Interacción como paraguas de otras métricas
Es habitual usar «interacción» como término general que engloba comentarios, «me gusta», contenido compartido, guardados y clics, sin distinguir siempre el peso de cada tipo concreto de acción. El engagement, de hecho, suele calcularse precisamente a partir de la suma de estas interacciones, ponderadas de distinta forma según cuánto esfuerzo exige cada una a quien la realiza.
No toda interacción vale exactamente lo mismo
- Un «me gusta» exige muy poco esfuerzo, y por eso suele considerarse una señal más débil de interés real.
- Un comentario requiere pensar y escribir algo, una señal bastante más fuerte de implicación genuina.
- Compartir un contenido implica poner en juego la propia reputación ante los contactos de quien comparte, una señal todavía más fuerte de que ese contenido realmente importó.
- Guardar un contenido indica intención de volver a consultarlo, una señal muy valorada por varios algoritmos actuales precisamente por reflejar utilidad percibida a largo plazo.

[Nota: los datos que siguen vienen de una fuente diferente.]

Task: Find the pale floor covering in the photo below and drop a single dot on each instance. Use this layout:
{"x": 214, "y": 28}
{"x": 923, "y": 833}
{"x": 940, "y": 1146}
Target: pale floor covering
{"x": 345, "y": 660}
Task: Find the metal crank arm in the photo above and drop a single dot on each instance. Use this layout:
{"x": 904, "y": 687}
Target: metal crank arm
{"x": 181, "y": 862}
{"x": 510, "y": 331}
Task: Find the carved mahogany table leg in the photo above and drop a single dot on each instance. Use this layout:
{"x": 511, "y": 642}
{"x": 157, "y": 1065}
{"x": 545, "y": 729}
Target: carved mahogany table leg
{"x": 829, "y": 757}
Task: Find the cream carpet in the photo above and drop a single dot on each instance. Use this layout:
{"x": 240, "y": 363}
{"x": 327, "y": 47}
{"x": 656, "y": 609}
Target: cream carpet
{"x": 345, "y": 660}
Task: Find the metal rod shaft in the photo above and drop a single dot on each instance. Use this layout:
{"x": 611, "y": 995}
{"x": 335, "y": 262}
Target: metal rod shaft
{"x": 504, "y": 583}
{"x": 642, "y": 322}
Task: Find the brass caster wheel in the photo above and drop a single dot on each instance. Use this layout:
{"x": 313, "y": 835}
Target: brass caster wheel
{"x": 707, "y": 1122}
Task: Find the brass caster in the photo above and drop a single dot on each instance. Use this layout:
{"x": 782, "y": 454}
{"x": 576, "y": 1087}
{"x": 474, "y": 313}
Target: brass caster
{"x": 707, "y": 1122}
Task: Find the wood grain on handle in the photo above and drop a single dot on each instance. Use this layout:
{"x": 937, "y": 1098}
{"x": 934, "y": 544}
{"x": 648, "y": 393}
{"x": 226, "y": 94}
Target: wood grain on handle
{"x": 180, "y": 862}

Por qué las plataformas la usan como señal de calidad
Un contenido que genera interacción alta en sus primeros minutos suele interpretarse por el algoritmo como una señal de que merece la pena mostrarlo a más gente, lo que puede generar un efecto de bola de nieve: más interacción inicial, más alcance, más interacción adicional derivada de ese alcance ampliado.
Un matiz que conviene no olvidar
Fomentar interacción de forma artificial (pedir de forma insistente «comenta si estás de acuerdo» en cada publicación, o participar en grupos de intercambio de «me gusta» entre cuentas) puede inflar temporalmente esta métrica, sin que corresponda a un interés genuino del público, algo que suele notarse con el tiempo en la falta de resultados reales derivados de esa interacción hueca.